Disclaimer: To the best of our knowledge, these masks all meet the standards set by the CDC, NIOSH, ASTM and/or some other similar governing and/or regulating body. However, with the number of counterfeits out there, we'd still suggest using your best judgment, being cautious and checking the veracity of the certifications via the available approval lists (here and here).
Why Can't I Keep Wearing My Cloth Face Masks?
First, it needs to be said that any mask is better than no mask — in the same way that any seatbelt (lap, shoulder, or even racing harness) is better than no seatbelt. If a cloth mask is your only option, wear it. However, due to the increased availability of NIOSH-approved masks, the contagiousness of the Omicron variant and new information that has come to light suggesting the gap in protection between cloth masks and higher-grade FDA-approved alternatives, the CDC has changed its recommendations to suggest that N95-rated masks (and others in the same class) are the best baseline option to protect against Omicron. That's not to say that alternatives don't offer any protection, just that N95s offer better protection by and large.
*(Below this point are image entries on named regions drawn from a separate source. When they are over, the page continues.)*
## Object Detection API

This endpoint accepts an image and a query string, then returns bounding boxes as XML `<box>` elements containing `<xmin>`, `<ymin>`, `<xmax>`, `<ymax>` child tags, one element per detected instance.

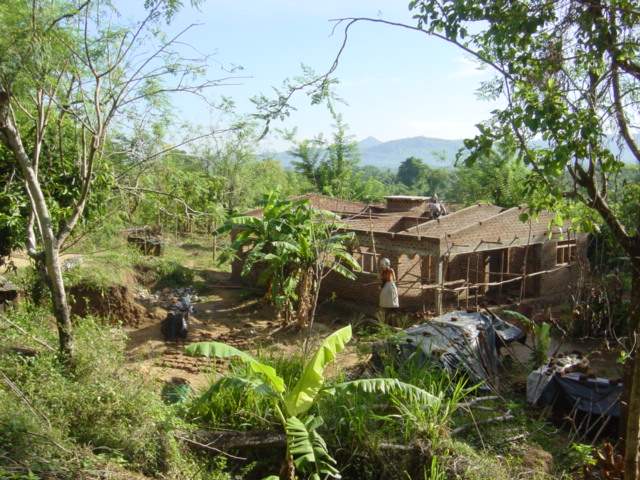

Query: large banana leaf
<box><xmin>322</xmin><ymin>378</ymin><xmax>441</xmax><ymax>407</ymax></box>
<box><xmin>286</xmin><ymin>415</ymin><xmax>342</xmax><ymax>480</ymax></box>
<box><xmin>196</xmin><ymin>377</ymin><xmax>279</xmax><ymax>407</ymax></box>
<box><xmin>284</xmin><ymin>325</ymin><xmax>351</xmax><ymax>417</ymax></box>
<box><xmin>185</xmin><ymin>342</ymin><xmax>284</xmax><ymax>393</ymax></box>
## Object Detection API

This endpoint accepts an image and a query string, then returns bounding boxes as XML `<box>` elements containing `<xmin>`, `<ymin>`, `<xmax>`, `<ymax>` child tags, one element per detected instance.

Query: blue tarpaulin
<box><xmin>380</xmin><ymin>310</ymin><xmax>526</xmax><ymax>387</ymax></box>
<box><xmin>538</xmin><ymin>373</ymin><xmax>622</xmax><ymax>417</ymax></box>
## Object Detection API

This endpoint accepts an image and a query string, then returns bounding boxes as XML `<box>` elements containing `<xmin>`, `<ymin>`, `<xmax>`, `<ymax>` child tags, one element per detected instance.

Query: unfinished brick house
<box><xmin>233</xmin><ymin>194</ymin><xmax>587</xmax><ymax>315</ymax></box>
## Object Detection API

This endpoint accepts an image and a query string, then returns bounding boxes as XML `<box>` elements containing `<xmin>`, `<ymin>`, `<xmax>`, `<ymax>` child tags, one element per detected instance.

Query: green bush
<box><xmin>0</xmin><ymin>310</ymin><xmax>202</xmax><ymax>479</ymax></box>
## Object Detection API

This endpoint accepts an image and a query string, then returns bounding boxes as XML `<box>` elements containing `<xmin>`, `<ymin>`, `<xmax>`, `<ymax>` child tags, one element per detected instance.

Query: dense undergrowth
<box><xmin>0</xmin><ymin>234</ymin><xmax>604</xmax><ymax>480</ymax></box>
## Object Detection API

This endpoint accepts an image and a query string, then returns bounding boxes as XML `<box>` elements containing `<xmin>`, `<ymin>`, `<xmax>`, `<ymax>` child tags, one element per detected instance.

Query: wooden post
<box><xmin>434</xmin><ymin>255</ymin><xmax>445</xmax><ymax>316</ymax></box>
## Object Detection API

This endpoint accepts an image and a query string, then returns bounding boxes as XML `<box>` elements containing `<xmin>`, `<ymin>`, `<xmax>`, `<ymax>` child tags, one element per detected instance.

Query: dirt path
<box><xmin>126</xmin><ymin>272</ymin><xmax>358</xmax><ymax>396</ymax></box>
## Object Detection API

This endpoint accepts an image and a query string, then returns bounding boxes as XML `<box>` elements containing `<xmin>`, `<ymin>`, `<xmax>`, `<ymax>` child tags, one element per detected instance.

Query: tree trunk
<box><xmin>0</xmin><ymin>92</ymin><xmax>73</xmax><ymax>357</ymax></box>
<box><xmin>620</xmin><ymin>266</ymin><xmax>640</xmax><ymax>480</ymax></box>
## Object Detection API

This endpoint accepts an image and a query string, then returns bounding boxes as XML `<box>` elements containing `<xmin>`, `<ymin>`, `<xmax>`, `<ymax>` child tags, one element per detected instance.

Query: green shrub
<box><xmin>0</xmin><ymin>311</ymin><xmax>201</xmax><ymax>478</ymax></box>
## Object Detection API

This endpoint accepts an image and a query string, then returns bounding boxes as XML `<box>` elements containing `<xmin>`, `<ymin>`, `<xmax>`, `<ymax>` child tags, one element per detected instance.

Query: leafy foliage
<box><xmin>185</xmin><ymin>326</ymin><xmax>438</xmax><ymax>479</ymax></box>
<box><xmin>215</xmin><ymin>191</ymin><xmax>360</xmax><ymax>327</ymax></box>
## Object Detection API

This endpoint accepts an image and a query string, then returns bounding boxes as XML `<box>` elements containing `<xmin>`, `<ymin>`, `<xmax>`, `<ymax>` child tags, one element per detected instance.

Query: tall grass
<box><xmin>0</xmin><ymin>308</ymin><xmax>215</xmax><ymax>479</ymax></box>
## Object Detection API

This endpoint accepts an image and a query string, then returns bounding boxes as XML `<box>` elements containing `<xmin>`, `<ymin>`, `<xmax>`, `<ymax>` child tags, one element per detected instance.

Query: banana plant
<box><xmin>185</xmin><ymin>326</ymin><xmax>440</xmax><ymax>480</ymax></box>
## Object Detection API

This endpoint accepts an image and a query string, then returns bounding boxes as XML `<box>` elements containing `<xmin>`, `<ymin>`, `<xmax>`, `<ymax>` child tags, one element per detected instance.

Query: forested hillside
<box><xmin>0</xmin><ymin>0</ymin><xmax>640</xmax><ymax>480</ymax></box>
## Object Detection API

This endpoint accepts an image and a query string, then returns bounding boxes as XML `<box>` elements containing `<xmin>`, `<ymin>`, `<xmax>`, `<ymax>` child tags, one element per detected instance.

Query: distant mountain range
<box><xmin>270</xmin><ymin>137</ymin><xmax>463</xmax><ymax>171</ymax></box>
<box><xmin>269</xmin><ymin>137</ymin><xmax>635</xmax><ymax>172</ymax></box>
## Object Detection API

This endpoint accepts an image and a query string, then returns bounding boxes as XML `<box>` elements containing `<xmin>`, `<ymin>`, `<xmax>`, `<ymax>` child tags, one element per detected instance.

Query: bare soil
<box><xmin>121</xmin><ymin>272</ymin><xmax>359</xmax><ymax>390</ymax></box>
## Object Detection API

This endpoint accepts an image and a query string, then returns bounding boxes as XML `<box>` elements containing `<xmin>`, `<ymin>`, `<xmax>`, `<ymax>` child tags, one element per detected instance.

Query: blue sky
<box><xmin>116</xmin><ymin>0</ymin><xmax>495</xmax><ymax>150</ymax></box>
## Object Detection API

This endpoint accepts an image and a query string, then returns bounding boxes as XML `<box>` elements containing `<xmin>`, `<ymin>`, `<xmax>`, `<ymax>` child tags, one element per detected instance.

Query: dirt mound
<box><xmin>69</xmin><ymin>285</ymin><xmax>164</xmax><ymax>328</ymax></box>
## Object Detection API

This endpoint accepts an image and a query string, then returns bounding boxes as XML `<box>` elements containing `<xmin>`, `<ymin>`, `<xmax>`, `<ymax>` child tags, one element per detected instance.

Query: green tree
<box><xmin>0</xmin><ymin>0</ymin><xmax>222</xmax><ymax>356</ymax></box>
<box><xmin>185</xmin><ymin>326</ymin><xmax>440</xmax><ymax>480</ymax></box>
<box><xmin>400</xmin><ymin>0</ymin><xmax>640</xmax><ymax>480</ymax></box>
<box><xmin>288</xmin><ymin>110</ymin><xmax>362</xmax><ymax>199</ymax></box>
<box><xmin>214</xmin><ymin>191</ymin><xmax>360</xmax><ymax>328</ymax></box>
<box><xmin>451</xmin><ymin>139</ymin><xmax>528</xmax><ymax>207</ymax></box>
<box><xmin>398</xmin><ymin>157</ymin><xmax>427</xmax><ymax>187</ymax></box>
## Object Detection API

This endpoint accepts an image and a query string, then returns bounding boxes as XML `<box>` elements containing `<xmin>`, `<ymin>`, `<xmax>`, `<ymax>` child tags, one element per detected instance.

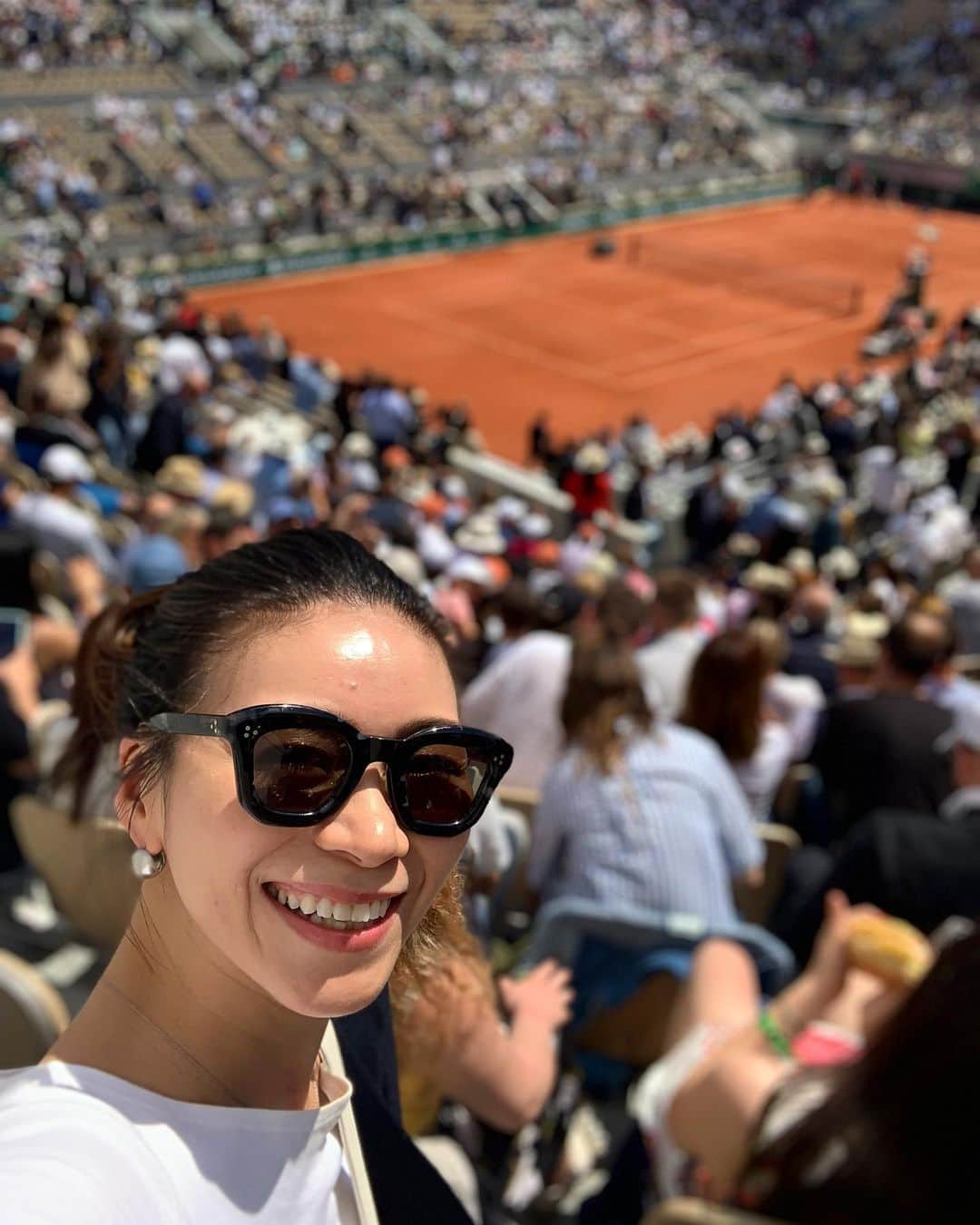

So, you can keep wearing your cloth masks if you have no other option and/or in conjunction with a disposable N95. If you have the option, however, we highly recommend choosing an N95 or better as your primary, go-to face-covering.
How Your Mask Should Fit
Even the most well-built equipment can fail spectacularly if used incorrectly. That's especially true when it comes to COVID-certified disposable face masks; they're only going to work so long as you wear them correctly. Thankfully, the CDC also has recommendations regarding this process, as well. First, there's the organization's simplified Wearing a Mask page. And then there's the more comprehensive Your Guide to Masks page, which also includes other useful information like who should wear masks, how to pick them out, what not to do, etc.
Whichever resource you choose, the information is relatively consistent and can be broken down into the following relatively simple steps. First, sanitize your hands to ensure you aren't inadvertently spreading germs to your face. Then, put both loops over both of your ears. After that, make sure the mask is fully covering from the bridge of your nose down to the underside of your chin. The next step is to ensure the mask fits snugly, meaning there aren't any large, noticeable gaps at the top, bottom, or sides. And, lastly, you should make sure you can still breathe without struggling. Remember, these masks are meant to protect you, not suffocate you, and all CDC-approved masks should be breathable enough that you aren't struggling.
A Note on Beards: While we all love our facial hair, it will potentially impact the effectiveness of your mask, as it can prevent your mask from fitting as snugly as it should. At present, the CDC recommends trimming your beard close to your face and/or wearing a mask fitter or brace, which will help create a seal even with facial hair. If that's not an option, the CDC has also recommended wearing a disposable mask under a cloth one for added layers of protection.